Everybody gets labelled. Some labels sound nice, some sound ugly, and others just sound like a matter of fact.
"He's smart."
"She's pretty."
"You're aggressive."
"They're crazy."
These labels can come from parents, teachers, professors, friends, bosses, customers or every strangers. They can fill us with pride or shame. But no matter what the label is, there is always a danger lurking in it.
Labels can limit us if we believe them.
This is more obvious with the negative-sounding labels. If someone starts to believe that they are, in fact, crazy because someone labelled them that, they will be less likely to share their ideas and creations. Even if they devise something amazing in their minds, those labelled "crazy" are more likely to keep their unique thoughts inside because they will buy into their label.
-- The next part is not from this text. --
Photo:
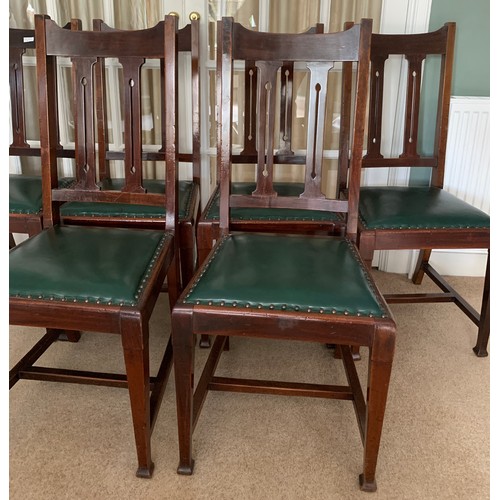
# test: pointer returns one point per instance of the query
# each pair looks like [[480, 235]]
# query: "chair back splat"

But even positive labels can limit us. Society has become much more open-minded about what a woman can be or do over the last fifty years, but we can still find cases where complementing a woman as "pretty" all the time can make her feel like her entire self worth comes from her appearance. A scientific mind or a enterprising spirit could be lost because a girl is instilled with a little too much confidence in her appearance and not enough confidence in her mind.
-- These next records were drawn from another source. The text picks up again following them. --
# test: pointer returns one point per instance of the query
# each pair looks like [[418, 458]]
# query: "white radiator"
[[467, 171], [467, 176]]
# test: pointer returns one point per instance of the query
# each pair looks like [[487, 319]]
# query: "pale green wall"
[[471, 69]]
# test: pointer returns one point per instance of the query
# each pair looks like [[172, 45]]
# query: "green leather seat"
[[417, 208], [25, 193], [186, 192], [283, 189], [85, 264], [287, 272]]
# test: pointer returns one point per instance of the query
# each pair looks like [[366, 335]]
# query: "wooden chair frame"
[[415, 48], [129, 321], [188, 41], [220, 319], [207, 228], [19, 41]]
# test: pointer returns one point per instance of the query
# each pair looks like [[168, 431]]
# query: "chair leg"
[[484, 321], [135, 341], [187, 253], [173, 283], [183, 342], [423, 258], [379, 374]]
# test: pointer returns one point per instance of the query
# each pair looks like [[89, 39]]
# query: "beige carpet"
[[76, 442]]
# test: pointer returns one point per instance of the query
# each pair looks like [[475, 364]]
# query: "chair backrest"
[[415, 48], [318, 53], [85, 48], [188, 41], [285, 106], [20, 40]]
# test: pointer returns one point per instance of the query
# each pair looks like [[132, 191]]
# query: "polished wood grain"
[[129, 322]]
For me, I have encountered both of these types of labels.
On the positive side, I have been told by co-workers, friends and readers that I am a good sports writer. Sounds innocent enough. After all, I did work at the Harrisburg Patriot-News for seventeen years as a sports writer. Nothing dangerous there, right?
Actually, it kept me from creating stories beyond the sports world. While I am happy that The Pride of Central worked as a baseball story (as well as an allegory), I could have been creating other story lines in my mind. Instead, I accepted the label: sportswriter. True, but limiting. I found myself unwilling to delve into other types of stories.
On the negative side, I have been told that I am not a good writer, or not even a writer at all. Sometimes, these labels came from readers who did not like that I did not put their daughter on the local all-star golf team. Those did not bother me. But what did bother me was when I had teachers or professors label me that way.
For over twenty years, I've accepted that label. Yes, I've worked as a journalist. Yes, I've published a book. But the label sat there through it all. I never believed in myself as a writer because of what was said to me in my youth.
In my next writing venture, I want all of that to change, in both areas. When I finish The Jewelry of Grace, I want to have written a story that does not hinge on the season of a team or an athlete. But I also want to be able to look at the new story and say that I am the writer that God made me to be.
Ignore the labels. Be who God made you to be, too.